JSON Search Query

DSE Version: 6.0



I'm Jim Hatcher, and this is Advanced Search with DSE Search

Earlier in this course, we've learned how to use the solr_query field as a means of specifying search queries via CQL.

This is a simple way to integrate our search logic with CQL queries.  It lets us specify the basic query we want to run. However, there are more advanced things that can be done in Search, and to be able to harness these additional features, we need a more expressive interface.

For those occasions, we have the option of specifying our search logic in a more structured way using JSON notation.  

When we pass a JSON object into the solr_query field, CQL will automatically detect that we are doing so, and it will adjust to using that interface.

At a minimum, we need to make sure we pass the "q" parameter which is our basic query.

Some of the more advanced features that we can specify in our searches include: whether or not to enable the field cache, how to sort and paginate our search results, and what time zone to use for date-based math.

We will cover these options in the following segment.

Then, we will do a deeper dive on two very powerful and useful features: faceting and filter queries.

We know that when we're setting up the schema for our search indices that we can specify whether docValues should be enabled for each field being indexed.  Two common reasons for enabling docValues is to support sorting or faceting on that field.

However, it is possible sort or facet on a field without docValues enabled by using the fieldCache on a search-by-search basis.

Using JSON notation, we can indicate to DSE Search that we want the field cache enabled for a given search operation.

However, there's a reason that the field cache is disabled by default -- namely that is can result in memory spikes and out of memory exceptions -- and so we don't recommend using this option in your Production applications.  However, it can be handy tool to keep in your bag of tricks during development or when you're doing some basic data exploration.

Here, you can see an example of enabling the field cache on a search.  We haven't yet covered how to indicate sorting and faceting options -- which are the two cases where enabling the field cache will benefit you -- but we'll get to those soon.

We know that one of the big benefits of using a *Search* system to give us our query results is that in addition to effectively filtering the data, it also tells us the relevancy of our results in terms of a score.  In DSE Search, results are sorted by this relevancy score by *default*.

However, sometimes we need to get our results back in a different order.

To instruct DSE Search to sort differently, we specify those instructions in our JSON-based request using the "sort" parameter.

We need to indicate not only what field or fields to sort on, but also the direction in which to sort -- either ascending or descending.  For a field to be eligible to be sorted on, it needs to be included in the search index, have docValues enabled, and not be multi-valued or tokenized into multiple tokens.

Sometimes, you run into cases where you need a field to be tokenized *and* you need to be able to sort on it.  If you run into this situation, create a copyField in your schema where one copy of the field is tokenized and the other copy is not tokenized and has docValues enabled.  We cover copyField in other parts of this course.

Here is what our sort instruction looks like in our JSON request object.

In this example, we are telling Search to sort results *first* by the release_year field in ascending order -- *then* by the release_date field in descending order.

Here is an example of what happens if you attempt to sort by a tokenized field -- in this case, "title."  You won't get an error, but the results will probably not be what you'd expect.
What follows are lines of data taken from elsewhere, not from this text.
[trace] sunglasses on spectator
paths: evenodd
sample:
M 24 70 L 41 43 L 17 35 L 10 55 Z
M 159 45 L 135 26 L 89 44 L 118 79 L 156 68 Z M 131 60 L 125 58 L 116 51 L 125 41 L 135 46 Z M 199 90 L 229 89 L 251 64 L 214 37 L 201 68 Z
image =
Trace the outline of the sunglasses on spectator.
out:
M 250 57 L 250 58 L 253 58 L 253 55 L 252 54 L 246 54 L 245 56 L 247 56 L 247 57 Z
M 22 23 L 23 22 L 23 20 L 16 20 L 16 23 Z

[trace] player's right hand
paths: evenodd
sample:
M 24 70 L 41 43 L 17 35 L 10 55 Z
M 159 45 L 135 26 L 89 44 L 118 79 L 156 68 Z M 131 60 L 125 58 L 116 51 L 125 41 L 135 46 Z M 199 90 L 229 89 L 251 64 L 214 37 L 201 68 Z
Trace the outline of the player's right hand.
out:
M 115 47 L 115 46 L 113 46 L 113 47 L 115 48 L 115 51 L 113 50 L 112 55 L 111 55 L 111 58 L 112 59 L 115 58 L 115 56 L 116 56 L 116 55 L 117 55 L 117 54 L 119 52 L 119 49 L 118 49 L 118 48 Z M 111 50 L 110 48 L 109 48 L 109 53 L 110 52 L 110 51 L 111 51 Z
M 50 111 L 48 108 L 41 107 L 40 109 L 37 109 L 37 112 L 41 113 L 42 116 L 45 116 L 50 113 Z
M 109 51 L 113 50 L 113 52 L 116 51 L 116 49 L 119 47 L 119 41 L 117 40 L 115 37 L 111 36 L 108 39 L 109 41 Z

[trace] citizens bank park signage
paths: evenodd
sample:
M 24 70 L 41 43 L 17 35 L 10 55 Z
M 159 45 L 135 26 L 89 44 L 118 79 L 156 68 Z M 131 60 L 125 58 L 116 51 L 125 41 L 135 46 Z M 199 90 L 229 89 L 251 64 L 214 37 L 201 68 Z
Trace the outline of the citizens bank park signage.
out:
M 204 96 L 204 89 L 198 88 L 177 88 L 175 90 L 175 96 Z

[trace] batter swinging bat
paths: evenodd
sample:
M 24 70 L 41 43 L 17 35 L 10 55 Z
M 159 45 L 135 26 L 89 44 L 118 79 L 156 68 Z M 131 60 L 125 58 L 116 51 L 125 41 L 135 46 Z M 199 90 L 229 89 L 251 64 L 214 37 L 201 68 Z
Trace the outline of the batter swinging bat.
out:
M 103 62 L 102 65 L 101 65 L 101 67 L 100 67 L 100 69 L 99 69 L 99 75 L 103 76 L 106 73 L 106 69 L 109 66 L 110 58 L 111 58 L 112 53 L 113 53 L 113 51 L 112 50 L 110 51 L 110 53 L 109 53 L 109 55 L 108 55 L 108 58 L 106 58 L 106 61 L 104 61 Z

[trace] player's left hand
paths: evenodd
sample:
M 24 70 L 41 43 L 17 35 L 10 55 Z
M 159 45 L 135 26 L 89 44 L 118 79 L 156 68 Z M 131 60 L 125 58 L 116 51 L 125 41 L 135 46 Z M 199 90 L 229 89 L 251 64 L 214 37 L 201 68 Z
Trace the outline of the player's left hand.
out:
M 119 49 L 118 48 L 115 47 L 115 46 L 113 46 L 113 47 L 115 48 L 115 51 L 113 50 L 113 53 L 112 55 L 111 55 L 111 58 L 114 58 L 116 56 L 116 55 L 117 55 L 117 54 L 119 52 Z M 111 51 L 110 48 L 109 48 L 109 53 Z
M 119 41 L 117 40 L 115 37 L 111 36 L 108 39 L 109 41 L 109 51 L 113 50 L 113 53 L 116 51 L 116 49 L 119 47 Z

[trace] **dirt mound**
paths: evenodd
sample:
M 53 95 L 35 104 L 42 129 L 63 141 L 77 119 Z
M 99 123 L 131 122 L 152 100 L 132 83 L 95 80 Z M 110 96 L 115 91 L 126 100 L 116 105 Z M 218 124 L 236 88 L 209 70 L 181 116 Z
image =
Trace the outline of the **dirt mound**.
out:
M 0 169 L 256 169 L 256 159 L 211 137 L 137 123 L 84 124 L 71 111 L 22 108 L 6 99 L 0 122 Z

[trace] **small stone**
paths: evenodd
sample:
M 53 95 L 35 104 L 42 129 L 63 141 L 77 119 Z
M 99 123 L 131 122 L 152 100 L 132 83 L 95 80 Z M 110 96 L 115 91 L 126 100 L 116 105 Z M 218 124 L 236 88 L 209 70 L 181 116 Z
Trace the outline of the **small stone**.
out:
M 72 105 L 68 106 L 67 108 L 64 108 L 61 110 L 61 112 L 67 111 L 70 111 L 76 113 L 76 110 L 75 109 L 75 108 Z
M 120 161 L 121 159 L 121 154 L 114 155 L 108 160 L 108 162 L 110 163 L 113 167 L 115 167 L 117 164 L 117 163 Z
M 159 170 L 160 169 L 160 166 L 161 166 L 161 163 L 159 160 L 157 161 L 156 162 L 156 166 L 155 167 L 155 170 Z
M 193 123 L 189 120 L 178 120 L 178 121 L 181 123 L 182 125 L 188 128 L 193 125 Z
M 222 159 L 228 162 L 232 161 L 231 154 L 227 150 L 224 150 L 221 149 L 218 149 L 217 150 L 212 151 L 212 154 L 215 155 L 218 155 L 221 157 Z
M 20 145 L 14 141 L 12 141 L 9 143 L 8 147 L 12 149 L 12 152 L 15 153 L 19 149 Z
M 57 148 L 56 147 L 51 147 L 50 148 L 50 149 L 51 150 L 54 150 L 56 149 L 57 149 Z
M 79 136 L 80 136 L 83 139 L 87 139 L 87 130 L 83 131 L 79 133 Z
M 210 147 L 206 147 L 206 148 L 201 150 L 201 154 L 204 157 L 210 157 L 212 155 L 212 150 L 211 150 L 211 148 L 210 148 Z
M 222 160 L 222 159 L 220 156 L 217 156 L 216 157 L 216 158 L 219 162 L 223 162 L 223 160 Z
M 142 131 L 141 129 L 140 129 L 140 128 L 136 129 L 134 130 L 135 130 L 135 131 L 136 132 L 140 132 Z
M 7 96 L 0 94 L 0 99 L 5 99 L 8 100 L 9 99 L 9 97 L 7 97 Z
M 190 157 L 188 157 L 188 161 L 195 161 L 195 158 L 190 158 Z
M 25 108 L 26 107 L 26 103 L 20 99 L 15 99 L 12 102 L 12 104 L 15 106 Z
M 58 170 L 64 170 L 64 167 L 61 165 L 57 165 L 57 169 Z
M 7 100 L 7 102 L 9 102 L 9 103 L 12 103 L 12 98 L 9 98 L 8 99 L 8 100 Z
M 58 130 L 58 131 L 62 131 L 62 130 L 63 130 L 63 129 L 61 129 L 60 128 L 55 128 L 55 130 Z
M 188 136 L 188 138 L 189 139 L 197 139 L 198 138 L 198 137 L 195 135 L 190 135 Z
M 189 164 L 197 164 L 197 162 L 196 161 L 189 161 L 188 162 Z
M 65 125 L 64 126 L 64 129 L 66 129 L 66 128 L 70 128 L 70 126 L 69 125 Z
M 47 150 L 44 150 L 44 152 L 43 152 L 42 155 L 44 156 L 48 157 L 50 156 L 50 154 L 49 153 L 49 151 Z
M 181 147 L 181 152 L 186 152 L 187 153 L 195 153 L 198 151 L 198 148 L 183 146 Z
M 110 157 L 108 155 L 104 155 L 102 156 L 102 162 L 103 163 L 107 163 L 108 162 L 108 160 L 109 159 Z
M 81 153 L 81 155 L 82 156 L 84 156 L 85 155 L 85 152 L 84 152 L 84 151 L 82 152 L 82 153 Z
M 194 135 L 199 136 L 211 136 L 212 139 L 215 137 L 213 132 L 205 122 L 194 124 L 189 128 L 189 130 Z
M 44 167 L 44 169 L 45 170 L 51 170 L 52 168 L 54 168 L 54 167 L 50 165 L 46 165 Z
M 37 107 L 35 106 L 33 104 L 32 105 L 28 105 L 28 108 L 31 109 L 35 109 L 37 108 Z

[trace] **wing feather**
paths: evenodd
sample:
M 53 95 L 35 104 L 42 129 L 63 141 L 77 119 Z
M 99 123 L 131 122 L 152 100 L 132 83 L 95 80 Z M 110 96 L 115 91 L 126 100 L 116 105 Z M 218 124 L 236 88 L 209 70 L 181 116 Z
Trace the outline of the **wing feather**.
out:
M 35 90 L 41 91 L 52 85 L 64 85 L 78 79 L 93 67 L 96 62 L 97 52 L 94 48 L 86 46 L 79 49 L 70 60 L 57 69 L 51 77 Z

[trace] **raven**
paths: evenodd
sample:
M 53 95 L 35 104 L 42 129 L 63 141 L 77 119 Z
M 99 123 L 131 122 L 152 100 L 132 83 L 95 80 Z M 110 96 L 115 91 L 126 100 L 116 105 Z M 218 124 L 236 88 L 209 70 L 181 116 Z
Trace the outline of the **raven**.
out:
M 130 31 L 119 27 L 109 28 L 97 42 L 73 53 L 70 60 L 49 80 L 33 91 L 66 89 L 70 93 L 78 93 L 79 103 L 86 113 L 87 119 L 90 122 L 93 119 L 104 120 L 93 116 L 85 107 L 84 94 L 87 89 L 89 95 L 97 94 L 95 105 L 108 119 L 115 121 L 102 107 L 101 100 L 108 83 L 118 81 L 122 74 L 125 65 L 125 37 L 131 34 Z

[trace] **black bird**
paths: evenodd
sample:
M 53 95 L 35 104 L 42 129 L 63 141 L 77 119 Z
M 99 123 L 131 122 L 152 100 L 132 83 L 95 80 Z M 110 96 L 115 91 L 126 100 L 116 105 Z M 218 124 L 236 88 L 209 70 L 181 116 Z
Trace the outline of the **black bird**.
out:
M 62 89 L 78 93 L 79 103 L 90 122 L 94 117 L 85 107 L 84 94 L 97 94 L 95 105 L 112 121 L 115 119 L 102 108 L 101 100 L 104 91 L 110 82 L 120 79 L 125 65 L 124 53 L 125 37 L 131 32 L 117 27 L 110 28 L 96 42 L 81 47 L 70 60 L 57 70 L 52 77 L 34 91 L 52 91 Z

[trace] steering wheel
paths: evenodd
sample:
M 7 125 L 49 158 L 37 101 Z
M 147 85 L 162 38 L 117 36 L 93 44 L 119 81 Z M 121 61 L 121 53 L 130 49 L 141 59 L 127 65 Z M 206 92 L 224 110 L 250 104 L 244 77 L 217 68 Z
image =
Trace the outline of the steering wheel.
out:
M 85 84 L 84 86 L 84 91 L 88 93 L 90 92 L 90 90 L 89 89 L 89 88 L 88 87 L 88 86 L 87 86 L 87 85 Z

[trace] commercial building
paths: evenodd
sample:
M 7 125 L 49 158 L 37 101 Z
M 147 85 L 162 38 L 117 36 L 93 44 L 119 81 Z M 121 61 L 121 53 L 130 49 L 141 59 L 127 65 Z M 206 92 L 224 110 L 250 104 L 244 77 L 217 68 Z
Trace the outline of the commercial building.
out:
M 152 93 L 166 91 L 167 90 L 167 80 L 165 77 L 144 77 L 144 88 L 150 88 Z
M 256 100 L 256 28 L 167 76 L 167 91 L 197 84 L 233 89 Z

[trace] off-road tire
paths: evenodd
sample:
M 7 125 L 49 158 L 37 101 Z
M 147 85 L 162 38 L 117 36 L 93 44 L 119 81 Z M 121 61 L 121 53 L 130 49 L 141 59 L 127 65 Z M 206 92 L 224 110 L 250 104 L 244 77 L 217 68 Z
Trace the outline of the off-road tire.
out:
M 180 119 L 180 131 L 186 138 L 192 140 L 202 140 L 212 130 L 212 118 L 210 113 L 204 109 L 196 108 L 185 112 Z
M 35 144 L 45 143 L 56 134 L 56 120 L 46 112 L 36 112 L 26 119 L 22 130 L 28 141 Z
If you needed to sort on a tokenized field, you need to apply our copyField technique.  You could create a non-tokenized, docValues-enabled field called title_sortable, for instance; and when you sorted by *that* field, you'd get the output you need.

In the DSE world, we're often dealing with Big Data volumes, and so it stands to reason that our searches can yield some big result sets.

There are plenty of times when it makes sense to only look at a slice or a *subset* of our results; and so, we need a way to page through our data.

When we're paging through our data, we often want to also specify how the data should be *sorted* -- so that our paged result sets will come back in a predictable and repeatable order.

In DSE Search, we have two flavors of paging: Basic Pagination and Cursor-based paging.

Let's dig into each of those a little more.

Basic pagination, as its name suggests, is the *simplest* means of paging through results.

To use *basic* paging, we simply supply the *start* parameter in our search request.  This *start* value represents the offset of results from the previous *result* set. We also typically use the CQL *LIMIT* clause to indicate the *size* of each page.

When using *basic* pagination, for the *first* page, we don't need to *specify* a start value; we just ask for the first three records.  However, on every *subsequent* request, we want to get an offset of the previous records, and so we *specify* the start parameter.

This is a simple and effective way of paging through data; *however*, that simplicity comes at the cost of *performance* as you page deeper and deeper into your results.  We'll talk about that in a minute.

But first, let's walk through an example using basic pagination.

We ask DSE Search to give us three records.  We get: Rio Lobo, Chisum, and Mackenna's Gold.

On our *next* request, we specify a start value of 3; and in our results, we get the next three movies.  And on the subsequent request, we specify a start value of *SIX* and get the final three movies.

When you're just peeking into your results a few levels *deep*, this approach is effective.  However, on each *subsequent* retrieval, the response times will be slightly slower -- because *internally*, for DSE to be able to get your nth page, it still has to retrieve all the previous pages before that -- even though it doesn't send them to you.

For cases where *deeper* paging is required, we have an alternative approach: *cursor*-based paging.  Let's look at that now.

In cursor-based paging, a cursor is employed which marks the place from which the last result was returned -- and this cursor mark can be used to resume the next operation.  This cursor represents application *state*, and so it has to involve another layer of the stack -- namely, the DataStax *drivers*.

To instruct DSE Search to employ *cursor-based* paging in the driver, we add a *paging* parameter to our request with the hard-coded value of *driver*.

Notice that when using cursor-based paging that we do not *NEED* to specify a "start" parameter; in fact, you'll get an error if you *do*.  We're letting the *driver* keep up with where its cursor is, so we don't want to give *con*flicting information by specifying our own offset in CQL.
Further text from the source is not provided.